In all sixteen of his novels, Kross used history as a source of inspiration, as well as a way to restore Estonian national memory under dictatorship and confirm the country’s place as Europe’s ultimate borderland and microcosm of Teuton-Slav antagonisms. In 1991 he was given advanced warning that he would win the Nobel Prize in Literature and told to stay by the telephone. “It was easy to do, as I never really leave my flat, let alone leave Tallinn”, Kross told me. Nadine Gordimer won that year. Kross never did. That same year, after the collapse of Soviet communism, Kross returned to politics and took his place in the Estonian parliament, where he helped to draft the new constitution. Kross’s one-year stint as a Member of Parliament in 1991, chronicled in Volume Two of his memoirs, was in many ways extraordinary: at 72, Kross was by a long chalk the oldest member on the benches.
His discovery by English-speaking readers, long overdue, was of course only made possible by the departure of the Soviet censors.

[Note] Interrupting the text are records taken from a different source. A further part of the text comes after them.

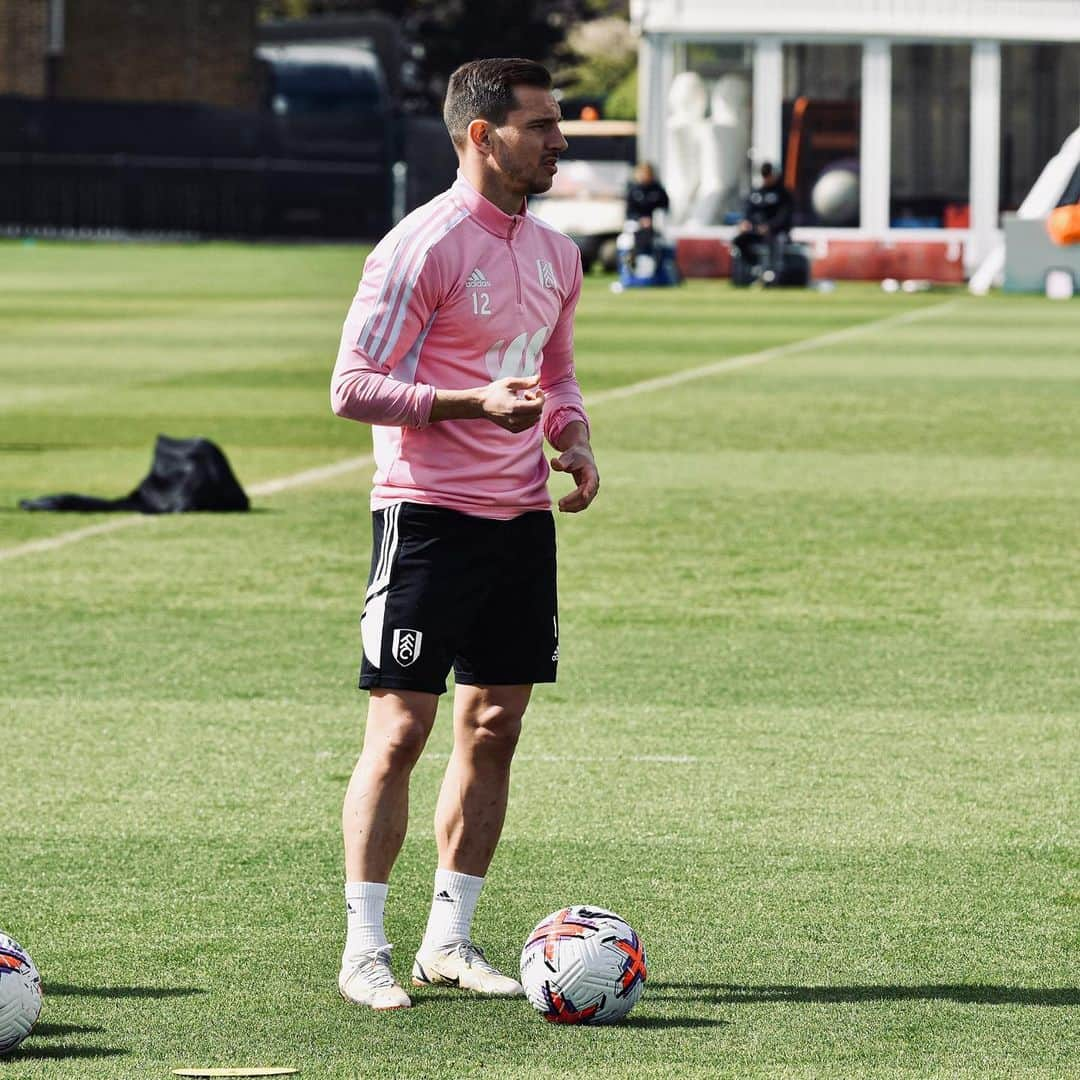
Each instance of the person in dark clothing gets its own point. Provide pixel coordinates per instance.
(767, 216)
(645, 196)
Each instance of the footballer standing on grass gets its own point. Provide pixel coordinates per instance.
(459, 350)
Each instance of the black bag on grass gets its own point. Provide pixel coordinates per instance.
(187, 474)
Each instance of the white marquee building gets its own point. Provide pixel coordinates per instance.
(954, 106)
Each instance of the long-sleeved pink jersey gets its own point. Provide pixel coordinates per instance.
(456, 296)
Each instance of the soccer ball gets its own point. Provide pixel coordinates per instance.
(19, 994)
(583, 966)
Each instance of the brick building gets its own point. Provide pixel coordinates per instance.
(198, 51)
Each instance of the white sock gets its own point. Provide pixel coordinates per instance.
(451, 909)
(364, 903)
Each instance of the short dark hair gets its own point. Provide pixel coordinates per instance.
(484, 90)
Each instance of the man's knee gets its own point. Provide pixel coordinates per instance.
(395, 736)
(494, 730)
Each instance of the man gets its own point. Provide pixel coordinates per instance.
(645, 197)
(767, 216)
(459, 349)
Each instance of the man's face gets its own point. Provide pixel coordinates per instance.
(525, 148)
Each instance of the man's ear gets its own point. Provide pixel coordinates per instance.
(478, 135)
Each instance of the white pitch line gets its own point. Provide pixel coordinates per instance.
(311, 475)
(750, 359)
(644, 387)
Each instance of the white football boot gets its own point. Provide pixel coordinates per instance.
(369, 982)
(464, 966)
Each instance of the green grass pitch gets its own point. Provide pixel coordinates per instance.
(815, 733)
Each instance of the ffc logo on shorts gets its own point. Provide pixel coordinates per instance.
(406, 646)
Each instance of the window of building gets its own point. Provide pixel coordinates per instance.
(822, 91)
(931, 119)
(1040, 91)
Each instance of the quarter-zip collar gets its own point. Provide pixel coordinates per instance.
(487, 215)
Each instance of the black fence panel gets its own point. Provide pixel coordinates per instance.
(85, 167)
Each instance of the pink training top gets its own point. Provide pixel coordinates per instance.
(457, 296)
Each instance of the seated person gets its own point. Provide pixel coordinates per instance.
(767, 216)
(645, 196)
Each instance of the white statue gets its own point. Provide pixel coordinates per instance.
(706, 154)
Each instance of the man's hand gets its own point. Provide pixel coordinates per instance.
(514, 404)
(579, 462)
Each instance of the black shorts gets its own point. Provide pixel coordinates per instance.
(450, 590)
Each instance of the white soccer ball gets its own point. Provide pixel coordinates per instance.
(583, 966)
(19, 994)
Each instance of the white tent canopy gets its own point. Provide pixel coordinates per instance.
(666, 28)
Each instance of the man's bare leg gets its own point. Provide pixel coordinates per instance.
(375, 815)
(472, 806)
(472, 802)
(374, 820)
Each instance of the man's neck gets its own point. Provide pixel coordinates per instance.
(491, 188)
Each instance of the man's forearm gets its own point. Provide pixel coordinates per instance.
(457, 405)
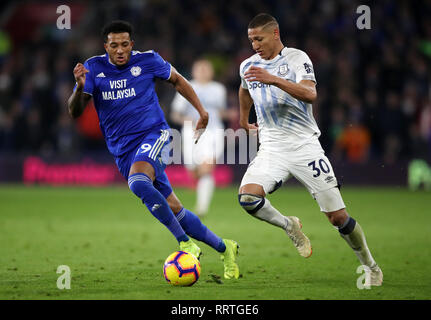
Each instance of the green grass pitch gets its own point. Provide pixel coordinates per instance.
(115, 248)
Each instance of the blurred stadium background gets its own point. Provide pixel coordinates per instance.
(374, 97)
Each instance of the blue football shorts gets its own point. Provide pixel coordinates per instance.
(150, 150)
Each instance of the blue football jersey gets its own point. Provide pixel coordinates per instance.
(125, 98)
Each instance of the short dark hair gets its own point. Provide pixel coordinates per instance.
(117, 26)
(262, 19)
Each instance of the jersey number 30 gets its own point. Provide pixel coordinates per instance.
(323, 167)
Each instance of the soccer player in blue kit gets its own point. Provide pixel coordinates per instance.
(121, 83)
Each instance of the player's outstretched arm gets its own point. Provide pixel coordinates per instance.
(305, 90)
(186, 90)
(78, 100)
(245, 103)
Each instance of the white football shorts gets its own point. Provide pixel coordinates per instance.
(308, 165)
(208, 149)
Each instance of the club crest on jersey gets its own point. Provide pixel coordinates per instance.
(135, 71)
(282, 70)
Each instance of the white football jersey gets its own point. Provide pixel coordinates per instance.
(213, 98)
(284, 122)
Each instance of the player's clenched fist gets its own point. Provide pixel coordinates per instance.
(79, 73)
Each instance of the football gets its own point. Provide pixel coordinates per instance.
(181, 269)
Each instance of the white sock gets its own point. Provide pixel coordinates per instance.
(205, 190)
(356, 240)
(271, 215)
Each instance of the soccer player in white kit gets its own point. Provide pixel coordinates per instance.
(200, 158)
(280, 81)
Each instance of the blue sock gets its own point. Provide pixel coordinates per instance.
(193, 226)
(142, 186)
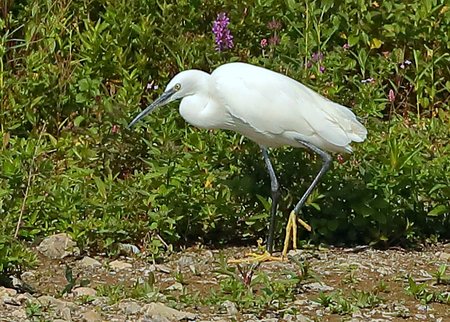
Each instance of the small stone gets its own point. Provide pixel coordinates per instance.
(119, 265)
(162, 268)
(318, 287)
(128, 249)
(175, 287)
(7, 291)
(91, 316)
(66, 314)
(129, 307)
(25, 298)
(186, 261)
(47, 300)
(84, 291)
(154, 310)
(230, 307)
(19, 315)
(58, 246)
(90, 262)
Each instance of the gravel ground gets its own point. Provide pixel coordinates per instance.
(189, 285)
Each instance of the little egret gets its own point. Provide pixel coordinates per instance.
(272, 110)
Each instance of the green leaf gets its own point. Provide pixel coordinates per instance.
(438, 210)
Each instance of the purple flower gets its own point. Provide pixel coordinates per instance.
(368, 80)
(223, 37)
(274, 25)
(263, 42)
(316, 57)
(152, 85)
(405, 63)
(391, 96)
(274, 40)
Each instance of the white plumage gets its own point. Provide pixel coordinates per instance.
(267, 107)
(270, 109)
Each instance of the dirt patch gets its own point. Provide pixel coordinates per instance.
(332, 284)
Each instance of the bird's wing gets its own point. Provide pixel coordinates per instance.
(273, 103)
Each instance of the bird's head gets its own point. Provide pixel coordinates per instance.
(183, 84)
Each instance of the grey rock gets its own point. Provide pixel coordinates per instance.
(155, 310)
(90, 262)
(66, 314)
(58, 246)
(25, 298)
(84, 291)
(162, 268)
(119, 265)
(91, 316)
(4, 291)
(27, 276)
(128, 249)
(19, 314)
(59, 305)
(175, 287)
(10, 301)
(130, 307)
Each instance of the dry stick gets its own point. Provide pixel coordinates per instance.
(30, 176)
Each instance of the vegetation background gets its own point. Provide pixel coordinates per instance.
(73, 73)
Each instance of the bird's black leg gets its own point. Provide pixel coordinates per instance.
(326, 158)
(275, 189)
(291, 227)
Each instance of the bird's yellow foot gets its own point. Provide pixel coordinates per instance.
(291, 232)
(261, 256)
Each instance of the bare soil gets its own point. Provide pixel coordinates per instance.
(336, 270)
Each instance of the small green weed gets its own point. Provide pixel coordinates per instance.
(340, 304)
(421, 292)
(139, 290)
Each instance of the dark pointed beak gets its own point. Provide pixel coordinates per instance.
(160, 101)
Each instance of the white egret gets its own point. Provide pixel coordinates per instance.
(272, 110)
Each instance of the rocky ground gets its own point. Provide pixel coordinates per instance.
(333, 284)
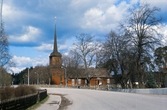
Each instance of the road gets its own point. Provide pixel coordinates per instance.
(106, 100)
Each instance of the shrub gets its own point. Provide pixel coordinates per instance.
(11, 92)
(151, 83)
(23, 90)
(6, 93)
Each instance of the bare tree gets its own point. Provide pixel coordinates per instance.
(161, 63)
(141, 28)
(71, 63)
(86, 48)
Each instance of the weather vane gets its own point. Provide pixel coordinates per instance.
(55, 19)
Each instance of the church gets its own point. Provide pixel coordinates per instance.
(55, 62)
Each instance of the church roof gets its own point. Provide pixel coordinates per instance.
(55, 50)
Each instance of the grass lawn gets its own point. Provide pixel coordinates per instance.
(33, 107)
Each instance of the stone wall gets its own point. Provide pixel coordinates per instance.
(160, 91)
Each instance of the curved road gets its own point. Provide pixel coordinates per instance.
(106, 100)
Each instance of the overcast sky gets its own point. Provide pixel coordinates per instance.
(30, 24)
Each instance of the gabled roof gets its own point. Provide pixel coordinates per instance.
(90, 72)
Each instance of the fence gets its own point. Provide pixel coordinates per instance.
(24, 102)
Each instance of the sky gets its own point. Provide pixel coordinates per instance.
(29, 25)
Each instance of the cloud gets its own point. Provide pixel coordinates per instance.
(24, 62)
(45, 47)
(103, 20)
(31, 34)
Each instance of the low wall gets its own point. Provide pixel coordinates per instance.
(22, 103)
(160, 91)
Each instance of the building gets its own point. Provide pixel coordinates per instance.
(97, 77)
(55, 63)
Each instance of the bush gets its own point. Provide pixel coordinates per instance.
(11, 92)
(23, 90)
(151, 83)
(6, 93)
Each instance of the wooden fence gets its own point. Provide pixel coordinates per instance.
(24, 102)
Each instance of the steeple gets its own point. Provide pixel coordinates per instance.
(55, 50)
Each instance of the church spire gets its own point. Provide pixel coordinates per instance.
(55, 50)
(55, 41)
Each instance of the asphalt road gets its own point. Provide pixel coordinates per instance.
(106, 100)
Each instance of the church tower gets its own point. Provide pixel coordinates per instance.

His later short stories, collected in English in 1995 under the title The Conspiracy,recount attempts by Estonians to flee to Finland during the German occupation and their later deportation by the Soviets. There is surprisingly little bleakness in his prison stories. Kross wrote about his incarceration under the Soviets with a poignancy devoid of anger. He died in Tallinn in 2007, at the age of eighty-seven. The third and final part of the Russow chronicle, A Book of Falsehoods, is due out in the UK in October 2019. I shall look forward to reading it.
Ian Thomson is the author of two prize-winning works of reportage, Bonjour Blanc: A Journey Through Haiti and The Dead Yard: Tales of Modern Jamaica. His biography of Primo Levi is regarded as a classic, while his book Dante’s Divine Comedy: A Journey Without End was published in 2018.